NÃO É SÓ CAFÉ QUE TEM NA SUA XÍCARA

O Brasil é o maior produtor mundial de café e quem mais exporta este produto. A expectativa da produção agora em 2024 girava em torno de 66,3 milhões de sacas – cada saca tem 60kg –, superando em 4% o que se conseguiu no ano anterior. E nada menos do que 90% dos grãos colhidos por aqui são vendidos para o exterior. Como esses compradores pagam muito bem, exigem o que de melhor temos. E, como o agronegócio POP sempre atende os interesses que resultem para si uma renda crescente, os 10% restantes, destinados para o consumo interno, é composto pelo restolho, as sobras, o que de pior se retira das lavouras.

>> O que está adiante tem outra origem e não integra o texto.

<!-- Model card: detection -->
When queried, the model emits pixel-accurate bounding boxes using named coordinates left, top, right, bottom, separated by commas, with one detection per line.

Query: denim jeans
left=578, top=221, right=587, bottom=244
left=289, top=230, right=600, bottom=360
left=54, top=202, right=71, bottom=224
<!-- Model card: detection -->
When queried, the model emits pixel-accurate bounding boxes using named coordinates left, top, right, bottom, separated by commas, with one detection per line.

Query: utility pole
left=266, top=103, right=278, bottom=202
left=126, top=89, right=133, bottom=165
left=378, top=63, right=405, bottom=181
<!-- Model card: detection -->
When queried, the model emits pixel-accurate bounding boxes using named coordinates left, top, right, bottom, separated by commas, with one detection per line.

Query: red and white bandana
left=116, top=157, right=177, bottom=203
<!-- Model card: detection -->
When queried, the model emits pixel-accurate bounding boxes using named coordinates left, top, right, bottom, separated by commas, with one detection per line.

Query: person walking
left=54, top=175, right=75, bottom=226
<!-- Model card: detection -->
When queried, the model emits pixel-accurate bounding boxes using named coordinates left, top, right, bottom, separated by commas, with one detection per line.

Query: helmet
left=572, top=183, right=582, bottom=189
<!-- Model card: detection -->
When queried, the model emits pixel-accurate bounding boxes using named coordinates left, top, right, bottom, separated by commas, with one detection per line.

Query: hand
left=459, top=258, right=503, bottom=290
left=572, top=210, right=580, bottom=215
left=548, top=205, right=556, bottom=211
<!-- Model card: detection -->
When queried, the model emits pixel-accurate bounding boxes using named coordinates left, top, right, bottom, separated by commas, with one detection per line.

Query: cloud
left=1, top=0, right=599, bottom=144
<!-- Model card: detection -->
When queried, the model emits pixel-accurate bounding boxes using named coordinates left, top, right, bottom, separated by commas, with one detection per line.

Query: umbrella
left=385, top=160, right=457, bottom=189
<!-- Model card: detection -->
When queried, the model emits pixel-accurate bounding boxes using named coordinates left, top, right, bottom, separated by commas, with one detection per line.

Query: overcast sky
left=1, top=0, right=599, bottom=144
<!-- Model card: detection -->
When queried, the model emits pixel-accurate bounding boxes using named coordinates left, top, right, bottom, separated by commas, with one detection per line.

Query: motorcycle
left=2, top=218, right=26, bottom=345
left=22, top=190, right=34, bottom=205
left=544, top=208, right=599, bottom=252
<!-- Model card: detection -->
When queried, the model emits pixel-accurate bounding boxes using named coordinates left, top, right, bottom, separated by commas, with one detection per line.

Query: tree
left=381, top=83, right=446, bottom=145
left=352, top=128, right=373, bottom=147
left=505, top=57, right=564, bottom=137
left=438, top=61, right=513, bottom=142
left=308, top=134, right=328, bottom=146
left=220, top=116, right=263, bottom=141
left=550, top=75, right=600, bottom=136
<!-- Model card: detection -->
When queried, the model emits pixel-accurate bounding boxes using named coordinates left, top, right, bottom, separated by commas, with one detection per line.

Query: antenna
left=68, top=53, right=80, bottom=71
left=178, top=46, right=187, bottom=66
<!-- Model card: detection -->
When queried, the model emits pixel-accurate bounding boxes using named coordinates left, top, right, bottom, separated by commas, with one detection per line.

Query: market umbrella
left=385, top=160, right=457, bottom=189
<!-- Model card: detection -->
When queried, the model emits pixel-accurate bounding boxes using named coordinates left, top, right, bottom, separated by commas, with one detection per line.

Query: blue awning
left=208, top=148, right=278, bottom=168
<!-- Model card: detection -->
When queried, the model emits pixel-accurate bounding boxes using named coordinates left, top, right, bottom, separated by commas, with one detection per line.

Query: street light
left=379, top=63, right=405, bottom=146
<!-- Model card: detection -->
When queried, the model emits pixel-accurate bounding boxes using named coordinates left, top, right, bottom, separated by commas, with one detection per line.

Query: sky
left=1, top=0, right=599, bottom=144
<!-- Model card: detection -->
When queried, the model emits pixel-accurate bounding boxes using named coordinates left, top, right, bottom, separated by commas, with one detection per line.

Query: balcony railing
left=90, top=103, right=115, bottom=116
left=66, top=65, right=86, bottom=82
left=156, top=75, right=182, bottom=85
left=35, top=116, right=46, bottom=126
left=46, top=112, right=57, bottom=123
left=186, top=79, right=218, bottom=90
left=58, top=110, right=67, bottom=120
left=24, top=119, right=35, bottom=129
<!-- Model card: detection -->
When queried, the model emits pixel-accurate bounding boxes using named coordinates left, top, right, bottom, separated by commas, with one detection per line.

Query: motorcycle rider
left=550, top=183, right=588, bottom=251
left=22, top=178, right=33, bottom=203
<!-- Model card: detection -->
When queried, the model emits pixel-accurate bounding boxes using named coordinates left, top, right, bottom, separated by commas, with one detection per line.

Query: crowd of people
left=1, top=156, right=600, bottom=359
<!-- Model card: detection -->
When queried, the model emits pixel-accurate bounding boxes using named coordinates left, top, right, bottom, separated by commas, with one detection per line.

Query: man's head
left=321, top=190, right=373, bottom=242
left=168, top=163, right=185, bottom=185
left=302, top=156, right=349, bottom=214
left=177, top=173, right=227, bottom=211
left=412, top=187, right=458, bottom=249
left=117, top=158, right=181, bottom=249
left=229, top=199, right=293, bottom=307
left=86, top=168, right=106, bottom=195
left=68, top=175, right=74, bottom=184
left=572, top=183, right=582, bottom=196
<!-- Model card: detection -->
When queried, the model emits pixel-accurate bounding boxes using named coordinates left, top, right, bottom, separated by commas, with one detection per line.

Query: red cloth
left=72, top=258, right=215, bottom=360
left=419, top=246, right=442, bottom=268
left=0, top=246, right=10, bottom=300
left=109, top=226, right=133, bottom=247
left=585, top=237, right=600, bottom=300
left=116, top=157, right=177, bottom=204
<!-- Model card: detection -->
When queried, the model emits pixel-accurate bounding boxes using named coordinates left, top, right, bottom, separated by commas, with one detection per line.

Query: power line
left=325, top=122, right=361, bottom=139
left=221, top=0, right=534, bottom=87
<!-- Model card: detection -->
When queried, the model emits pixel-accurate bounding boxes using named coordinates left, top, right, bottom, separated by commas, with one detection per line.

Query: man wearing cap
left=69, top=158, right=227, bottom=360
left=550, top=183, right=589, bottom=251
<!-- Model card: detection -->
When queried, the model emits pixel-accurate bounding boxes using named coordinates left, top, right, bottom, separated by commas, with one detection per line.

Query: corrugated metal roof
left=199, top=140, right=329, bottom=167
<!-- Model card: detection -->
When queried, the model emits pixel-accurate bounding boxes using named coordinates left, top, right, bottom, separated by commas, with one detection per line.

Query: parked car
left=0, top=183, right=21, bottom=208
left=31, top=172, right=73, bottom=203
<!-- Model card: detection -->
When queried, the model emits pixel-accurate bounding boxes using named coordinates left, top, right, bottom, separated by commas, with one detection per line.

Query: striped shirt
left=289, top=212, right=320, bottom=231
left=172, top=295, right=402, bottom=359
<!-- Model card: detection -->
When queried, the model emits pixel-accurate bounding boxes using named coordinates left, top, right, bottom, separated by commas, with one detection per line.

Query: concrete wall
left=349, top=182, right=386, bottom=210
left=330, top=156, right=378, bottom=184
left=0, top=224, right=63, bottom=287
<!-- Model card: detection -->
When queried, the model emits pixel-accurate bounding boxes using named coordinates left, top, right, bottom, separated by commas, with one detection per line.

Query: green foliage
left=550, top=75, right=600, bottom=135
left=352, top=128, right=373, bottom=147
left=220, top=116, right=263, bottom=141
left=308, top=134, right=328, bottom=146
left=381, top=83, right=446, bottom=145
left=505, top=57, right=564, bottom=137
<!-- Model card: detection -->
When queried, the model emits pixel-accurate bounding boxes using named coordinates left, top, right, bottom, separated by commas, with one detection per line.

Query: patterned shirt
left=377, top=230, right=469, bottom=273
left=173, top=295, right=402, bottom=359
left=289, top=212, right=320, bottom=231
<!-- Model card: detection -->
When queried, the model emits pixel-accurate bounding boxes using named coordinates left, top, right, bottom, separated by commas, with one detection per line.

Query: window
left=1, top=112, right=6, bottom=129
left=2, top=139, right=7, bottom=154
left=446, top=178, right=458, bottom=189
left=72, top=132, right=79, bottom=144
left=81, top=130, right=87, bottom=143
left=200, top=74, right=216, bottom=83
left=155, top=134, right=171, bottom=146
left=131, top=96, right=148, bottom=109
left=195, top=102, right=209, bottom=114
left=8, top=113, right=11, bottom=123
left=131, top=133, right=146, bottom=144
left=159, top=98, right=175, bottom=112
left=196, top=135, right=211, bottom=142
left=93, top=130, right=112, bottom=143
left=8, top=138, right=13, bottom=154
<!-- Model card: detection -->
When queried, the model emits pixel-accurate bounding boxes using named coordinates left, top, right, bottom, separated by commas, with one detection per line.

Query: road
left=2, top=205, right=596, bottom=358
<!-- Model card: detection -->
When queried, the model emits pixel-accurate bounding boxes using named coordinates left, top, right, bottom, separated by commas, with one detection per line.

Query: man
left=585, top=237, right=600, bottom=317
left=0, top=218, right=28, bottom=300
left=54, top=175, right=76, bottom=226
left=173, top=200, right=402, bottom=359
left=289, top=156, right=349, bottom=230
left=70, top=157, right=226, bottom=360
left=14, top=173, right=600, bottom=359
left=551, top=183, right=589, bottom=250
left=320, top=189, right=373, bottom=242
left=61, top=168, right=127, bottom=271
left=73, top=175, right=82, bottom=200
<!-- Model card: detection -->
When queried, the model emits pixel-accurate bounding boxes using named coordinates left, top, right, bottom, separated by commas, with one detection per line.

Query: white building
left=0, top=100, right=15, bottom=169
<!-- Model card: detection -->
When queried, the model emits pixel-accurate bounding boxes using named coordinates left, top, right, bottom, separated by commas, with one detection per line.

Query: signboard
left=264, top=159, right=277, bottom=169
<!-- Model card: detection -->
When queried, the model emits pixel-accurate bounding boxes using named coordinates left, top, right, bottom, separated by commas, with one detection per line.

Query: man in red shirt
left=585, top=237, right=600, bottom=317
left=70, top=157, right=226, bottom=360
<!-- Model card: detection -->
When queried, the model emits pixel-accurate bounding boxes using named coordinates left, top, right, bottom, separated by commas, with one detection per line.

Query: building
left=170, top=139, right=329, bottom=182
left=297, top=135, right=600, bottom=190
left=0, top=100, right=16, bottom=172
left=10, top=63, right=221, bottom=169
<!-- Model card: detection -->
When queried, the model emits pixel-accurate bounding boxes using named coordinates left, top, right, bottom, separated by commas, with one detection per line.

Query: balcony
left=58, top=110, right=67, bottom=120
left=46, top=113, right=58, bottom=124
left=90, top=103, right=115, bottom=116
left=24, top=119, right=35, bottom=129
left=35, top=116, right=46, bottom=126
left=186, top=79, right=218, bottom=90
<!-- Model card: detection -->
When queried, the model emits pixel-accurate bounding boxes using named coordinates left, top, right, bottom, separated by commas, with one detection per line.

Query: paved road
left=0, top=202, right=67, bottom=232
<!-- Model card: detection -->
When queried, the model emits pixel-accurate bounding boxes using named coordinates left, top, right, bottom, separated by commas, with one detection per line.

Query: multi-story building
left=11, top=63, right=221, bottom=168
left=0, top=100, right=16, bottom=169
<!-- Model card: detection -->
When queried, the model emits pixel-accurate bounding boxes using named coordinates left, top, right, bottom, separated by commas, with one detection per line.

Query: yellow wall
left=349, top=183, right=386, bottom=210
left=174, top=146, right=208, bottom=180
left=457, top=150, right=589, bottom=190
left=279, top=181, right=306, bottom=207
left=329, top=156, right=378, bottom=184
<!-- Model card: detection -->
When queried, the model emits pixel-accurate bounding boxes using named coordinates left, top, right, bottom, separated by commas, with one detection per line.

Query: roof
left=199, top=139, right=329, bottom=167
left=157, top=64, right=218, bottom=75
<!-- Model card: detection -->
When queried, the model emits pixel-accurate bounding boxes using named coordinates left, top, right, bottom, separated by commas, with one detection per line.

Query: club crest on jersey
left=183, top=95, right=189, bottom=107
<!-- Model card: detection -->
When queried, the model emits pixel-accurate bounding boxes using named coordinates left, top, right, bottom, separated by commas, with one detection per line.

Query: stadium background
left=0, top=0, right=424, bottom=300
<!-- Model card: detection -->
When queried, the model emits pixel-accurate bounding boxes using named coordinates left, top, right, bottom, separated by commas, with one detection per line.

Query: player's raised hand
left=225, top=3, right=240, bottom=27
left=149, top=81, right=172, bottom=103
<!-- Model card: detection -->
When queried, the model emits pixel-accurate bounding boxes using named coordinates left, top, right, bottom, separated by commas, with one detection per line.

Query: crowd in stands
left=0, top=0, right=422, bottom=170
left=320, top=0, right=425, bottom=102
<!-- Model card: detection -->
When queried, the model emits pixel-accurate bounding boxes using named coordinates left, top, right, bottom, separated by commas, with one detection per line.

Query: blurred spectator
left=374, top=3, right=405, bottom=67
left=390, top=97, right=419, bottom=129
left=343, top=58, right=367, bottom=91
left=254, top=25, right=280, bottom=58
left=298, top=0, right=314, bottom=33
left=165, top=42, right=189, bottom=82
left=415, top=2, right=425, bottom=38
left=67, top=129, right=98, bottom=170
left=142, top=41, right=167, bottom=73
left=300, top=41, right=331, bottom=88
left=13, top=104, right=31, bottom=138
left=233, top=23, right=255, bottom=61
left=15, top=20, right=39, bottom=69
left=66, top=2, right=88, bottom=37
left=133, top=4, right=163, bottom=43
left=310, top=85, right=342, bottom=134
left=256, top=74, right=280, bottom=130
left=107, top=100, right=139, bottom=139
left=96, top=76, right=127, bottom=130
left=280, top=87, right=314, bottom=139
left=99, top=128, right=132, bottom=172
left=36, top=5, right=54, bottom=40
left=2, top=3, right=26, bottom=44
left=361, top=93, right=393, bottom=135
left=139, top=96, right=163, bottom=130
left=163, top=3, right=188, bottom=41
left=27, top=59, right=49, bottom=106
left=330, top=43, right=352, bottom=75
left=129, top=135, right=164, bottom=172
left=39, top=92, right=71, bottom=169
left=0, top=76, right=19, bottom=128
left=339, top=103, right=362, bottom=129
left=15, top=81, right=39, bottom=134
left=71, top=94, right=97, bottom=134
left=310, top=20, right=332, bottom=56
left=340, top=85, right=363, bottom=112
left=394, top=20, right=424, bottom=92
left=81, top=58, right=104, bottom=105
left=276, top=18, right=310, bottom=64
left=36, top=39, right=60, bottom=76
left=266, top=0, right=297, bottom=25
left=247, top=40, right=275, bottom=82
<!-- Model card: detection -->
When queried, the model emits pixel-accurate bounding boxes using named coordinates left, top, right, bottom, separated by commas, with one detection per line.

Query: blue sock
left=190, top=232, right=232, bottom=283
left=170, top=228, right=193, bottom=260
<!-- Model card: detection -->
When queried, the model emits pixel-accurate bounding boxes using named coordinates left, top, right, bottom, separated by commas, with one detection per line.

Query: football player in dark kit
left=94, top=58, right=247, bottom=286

Mas, o que foi feito para que os brasileiros não se dessem conta disso, ao longo do tempo – já que essa prática não é de hoje –, não reclamando da gritante falta de qualidade? Primeiro: vendendo a falsa ideia de que o melhor café é o “forte” ou ainda o “extraforte”, torrado a fundo. Com esse processo, associado ao estigma plantado de que café bom é o amargo, conseguem mascarar suas imperfeições como também as impurezas em excesso. Então, esta é a primeira ilusão que nos foi vendida: o café não está sendo torrado e sim queimado.

Segundo: conseguindo, através de lobby, que a legislação brasileira fosse conivente e permissiva ao extremo. Se vocês forem dar uma olhadinha no site da Anvisa talvez se surpreendam com o percentual elevado de impurezas que a lei permite sejam empacotadas com os grãos ou o pó que se adquire no varejo. Falam em cascas de madeira, areia e até mesmo em fragmentos de insetos e pelos de ratos. Aliás, se faz necessário dizer que essa enorme licenciosidade não ocorre apenas com o café, mas também com dezenas de outros produtos que se consome todos os dias.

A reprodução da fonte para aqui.